La plus nette de ces inspirations est sans doute celle de Porcupine Tree (les derniers albums du groupe, surtout). Les riffs électriques bien appuyés et l'accompagnement au Mellotron créent une atmosphère typique, assez grave, survolée par la belle voix suave de Nick Storr (également claviériste), tout comme les divers titres à dominante acoustique, très délicats. Tous distillent des mélodies extrêmement plaisantes («Eleven», l'irrésistible «Can You Hear Me ?»), et la plupart seraient même susceptibles de trouver parfaitement leur place sur certaines ondes radio. On pense également parfois au Spock's Beard de Neal Morse («Falling» ou l'enthousiasmant «Fingerprints (Reprise)» et ses vocalises entraînantes, qui ne sont pas sans évoquer le final de Snow, avec une utilisation du piano assez caractéristique), mais également à Pink Floyd, avec des soli de guitare lyrique, envoûtants sans jamais être démonstratifs, et des ambiances planantes et apaisées («Back Home»).

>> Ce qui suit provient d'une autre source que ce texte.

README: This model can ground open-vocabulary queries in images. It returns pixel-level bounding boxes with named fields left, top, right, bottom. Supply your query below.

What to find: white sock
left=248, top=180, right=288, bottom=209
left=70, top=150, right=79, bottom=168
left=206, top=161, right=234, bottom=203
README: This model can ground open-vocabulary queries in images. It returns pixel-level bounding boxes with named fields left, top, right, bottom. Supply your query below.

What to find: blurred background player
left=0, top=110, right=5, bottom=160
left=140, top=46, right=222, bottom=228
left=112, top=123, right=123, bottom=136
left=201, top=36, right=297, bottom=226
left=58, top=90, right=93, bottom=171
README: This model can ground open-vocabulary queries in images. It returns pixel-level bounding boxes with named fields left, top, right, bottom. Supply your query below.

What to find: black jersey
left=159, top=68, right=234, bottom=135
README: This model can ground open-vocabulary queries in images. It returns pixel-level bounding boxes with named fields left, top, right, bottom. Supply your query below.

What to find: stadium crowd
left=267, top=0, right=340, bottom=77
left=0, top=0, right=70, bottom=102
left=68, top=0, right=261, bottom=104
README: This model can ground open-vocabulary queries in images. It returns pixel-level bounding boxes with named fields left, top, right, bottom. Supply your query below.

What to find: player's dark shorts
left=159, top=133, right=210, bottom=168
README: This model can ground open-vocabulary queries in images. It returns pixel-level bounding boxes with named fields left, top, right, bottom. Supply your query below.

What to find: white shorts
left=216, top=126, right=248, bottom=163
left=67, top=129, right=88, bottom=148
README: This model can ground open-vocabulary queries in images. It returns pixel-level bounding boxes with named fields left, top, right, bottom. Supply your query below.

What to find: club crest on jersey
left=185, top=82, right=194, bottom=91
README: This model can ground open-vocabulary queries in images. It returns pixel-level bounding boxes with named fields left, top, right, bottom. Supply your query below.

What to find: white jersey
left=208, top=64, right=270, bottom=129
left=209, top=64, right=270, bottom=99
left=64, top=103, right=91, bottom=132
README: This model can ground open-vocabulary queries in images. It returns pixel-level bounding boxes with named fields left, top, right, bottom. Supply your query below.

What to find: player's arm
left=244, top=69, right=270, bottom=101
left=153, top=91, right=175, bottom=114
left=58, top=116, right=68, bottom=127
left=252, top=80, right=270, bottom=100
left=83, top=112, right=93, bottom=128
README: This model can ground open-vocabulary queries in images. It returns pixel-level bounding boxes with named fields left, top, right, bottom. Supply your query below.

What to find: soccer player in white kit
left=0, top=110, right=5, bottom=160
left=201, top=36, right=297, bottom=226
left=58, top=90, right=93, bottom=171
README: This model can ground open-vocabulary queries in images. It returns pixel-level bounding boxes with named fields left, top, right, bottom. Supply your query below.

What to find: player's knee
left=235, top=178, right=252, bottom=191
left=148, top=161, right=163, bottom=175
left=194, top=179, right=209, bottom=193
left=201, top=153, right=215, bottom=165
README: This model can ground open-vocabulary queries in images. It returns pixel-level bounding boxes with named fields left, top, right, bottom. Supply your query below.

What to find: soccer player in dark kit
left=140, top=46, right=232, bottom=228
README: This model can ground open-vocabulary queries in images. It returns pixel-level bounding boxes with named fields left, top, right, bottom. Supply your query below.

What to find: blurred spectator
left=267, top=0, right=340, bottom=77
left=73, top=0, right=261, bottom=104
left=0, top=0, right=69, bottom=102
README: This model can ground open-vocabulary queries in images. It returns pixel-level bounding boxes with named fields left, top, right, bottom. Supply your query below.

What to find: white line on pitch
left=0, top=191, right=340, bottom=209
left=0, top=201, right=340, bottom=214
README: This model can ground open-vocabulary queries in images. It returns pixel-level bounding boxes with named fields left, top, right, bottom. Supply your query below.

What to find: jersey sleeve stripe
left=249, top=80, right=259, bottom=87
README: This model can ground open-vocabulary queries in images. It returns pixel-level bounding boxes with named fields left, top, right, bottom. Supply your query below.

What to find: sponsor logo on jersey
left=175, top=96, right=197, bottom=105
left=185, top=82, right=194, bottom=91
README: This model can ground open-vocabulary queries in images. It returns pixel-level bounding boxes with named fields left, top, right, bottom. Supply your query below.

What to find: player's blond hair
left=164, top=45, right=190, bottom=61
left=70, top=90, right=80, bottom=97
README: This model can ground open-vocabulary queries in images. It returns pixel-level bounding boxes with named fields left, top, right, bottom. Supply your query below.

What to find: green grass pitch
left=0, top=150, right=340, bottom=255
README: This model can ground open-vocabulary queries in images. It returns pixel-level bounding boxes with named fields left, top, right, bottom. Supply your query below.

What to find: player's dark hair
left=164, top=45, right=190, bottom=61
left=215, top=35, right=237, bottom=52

L'instrumental par moments plus nerveux «Tungsten Blues» flirterait quant à lui davantage du côté de Dream Theater, mais avec une richesse qui le rend particulièrement accrocheur et plaisant. La guitare d'Andrew Curtis est d'ailleurs le seul instrument soliste, tandis que les prestations de Cornel Ianculovïcï à la basse et d'Andrew Knott à la batterie sont d'une grande finesse, sans jamais être ennuyeuses. La suite de trente minutes est évidemment un point fort du disque : sans être nécessairement son climax, du fait de petites baisses de régime (les moins inspirés et plus longuets «Cold Light of Day» et «Part V»), elle est une évidente démonstration du talent décontracté de The Third Ending, avec en prime, en toute fin de l'ensemble, un bref hommage au «Hey Jude» des Beatles. Le seul regret que l'on puisse avoir concerne des séquences instrumentales qui pourraient être plus substantielles. Assurément un album destiné à séduire le plus grand nombre, à la fois frais et bien affirmé, consensuel sans être trop léger.